Diese Episode richtig einzuordnen, fällt mir diesmal gar nicht so einfach. Sie war durchaus kurzweilig, aber abgesehen von der Tatsache, dass Anna nun als Drogenkurierin beschäftigt wird, ist gar nicht so viel Entscheidendes passiert. Will man Escano als Bösewicht für das Staffelfinale aufbewahren? Irgendwie hat er mich bislang nicht richtig begeistern können, weswegen ich das nicht unbedingt als lohnenswert einschätzen würde. Zudem hat die Episode auch in Bezug auf Anna und Hank Voight nicht viel bewegt. Ich finde es zwar spannend und richtig, dass mit ihr ein so konstanter Handlungsbogen aufgebaut wurde, denn Informanten gehören eben zur Polizeiarbeit dazu und es ist nur logisch, hier einmal so tief in die Materie einzudringen. Bei Anna ist aber ein wenig das Problem, dass sie keine Sympathieträgerin ist. Das wurde am Anfang der Episode durch eine kleine Szene unterstrichen, denn in dem Diner hat sich die Angestellte ihr gegenüber echt unhöflich verhalten. Das kann man dieser Frau definitiv ankreiden und dennoch ist auch Anna eine Figur, die mit ihrer Art provoziert. Deswegen ist sie aber wahrlich keine Antagonistin, was eben bedeutet, dass bei ihr etwas angeboten werden muss, das interessiert. Doch das stagniert aktuell etwas. Leider.
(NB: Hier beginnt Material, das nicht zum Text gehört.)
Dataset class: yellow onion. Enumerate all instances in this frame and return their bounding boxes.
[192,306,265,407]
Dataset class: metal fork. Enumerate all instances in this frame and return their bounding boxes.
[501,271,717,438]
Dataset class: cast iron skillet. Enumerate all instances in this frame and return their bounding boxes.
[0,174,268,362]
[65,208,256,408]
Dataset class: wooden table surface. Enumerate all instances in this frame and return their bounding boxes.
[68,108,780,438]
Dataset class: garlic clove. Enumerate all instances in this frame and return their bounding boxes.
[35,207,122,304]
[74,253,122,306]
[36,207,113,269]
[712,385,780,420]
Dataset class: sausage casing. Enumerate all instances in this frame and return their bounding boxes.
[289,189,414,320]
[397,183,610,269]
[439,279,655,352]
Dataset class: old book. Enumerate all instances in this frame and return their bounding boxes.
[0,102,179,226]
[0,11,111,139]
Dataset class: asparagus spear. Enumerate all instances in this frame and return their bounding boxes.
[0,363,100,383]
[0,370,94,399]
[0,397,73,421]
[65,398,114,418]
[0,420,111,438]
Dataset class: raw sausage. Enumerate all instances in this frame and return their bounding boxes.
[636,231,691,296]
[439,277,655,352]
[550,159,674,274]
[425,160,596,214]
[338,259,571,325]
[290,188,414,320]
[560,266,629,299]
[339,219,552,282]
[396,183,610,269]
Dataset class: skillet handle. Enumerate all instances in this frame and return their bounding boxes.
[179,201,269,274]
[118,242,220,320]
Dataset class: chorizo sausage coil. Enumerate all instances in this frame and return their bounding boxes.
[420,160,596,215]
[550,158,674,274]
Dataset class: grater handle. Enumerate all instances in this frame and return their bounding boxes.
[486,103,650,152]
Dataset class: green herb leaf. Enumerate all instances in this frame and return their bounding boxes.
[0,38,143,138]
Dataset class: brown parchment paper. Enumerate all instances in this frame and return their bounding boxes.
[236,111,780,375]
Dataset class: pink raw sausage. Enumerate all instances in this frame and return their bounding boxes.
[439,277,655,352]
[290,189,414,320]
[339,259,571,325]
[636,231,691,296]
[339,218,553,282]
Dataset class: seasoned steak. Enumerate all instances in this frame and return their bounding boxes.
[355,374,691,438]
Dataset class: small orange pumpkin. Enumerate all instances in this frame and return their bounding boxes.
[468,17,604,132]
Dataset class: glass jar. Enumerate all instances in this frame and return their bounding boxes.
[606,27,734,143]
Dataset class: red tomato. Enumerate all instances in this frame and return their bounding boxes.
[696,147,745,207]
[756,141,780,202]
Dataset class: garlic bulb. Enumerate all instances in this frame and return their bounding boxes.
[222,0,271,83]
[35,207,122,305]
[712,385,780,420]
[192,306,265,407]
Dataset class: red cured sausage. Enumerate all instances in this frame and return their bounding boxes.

Eigentlich hat Anna in dieser Episode viel Raum geboten bekommen, da sie durch die Entscheidung von Hank, dass die Polizei nicht eingreift, in eine Situation gedrängt wurde, in der man nicht unbedingt stecken will. Sie hat sich wacker gehalten und da kommt ihr sicherlich auch ihre störrische Art zur Hilfe, weil sie ihre schwachen Momente immer durch Trotz und eben Provokation ausgleichen will. Vermutlich hat für einen nicht besseren Eindruck auch beigetragen, dass Escano kein starkes Gegengewicht dargestellt hat. Dieser Mann ruht so in sich, dass er bei mir nur Belanglosigkeit auslöst. Dabei sind es doch gerade die Figuren, die kein Wasser zu trüben scheint, und dann ihre Maske fallen lassen, die richtig genial sind. Das kann also alles noch passieren, aber bislang ist es für mich nicht so übertragen worden. Anna und Escano haben gleich zwei große Gespräche, in denen viel hätte passieren können, aber ich habe keine Gefahr gespürt. Vermutlich hat sich bei mir irgendwann auch die Erkenntnis festgesetzt, dass in dieser Episode nicht mehr groß was passieren wird und damit hat sich das Spannungsmoment einfach in Luft aufgelöst.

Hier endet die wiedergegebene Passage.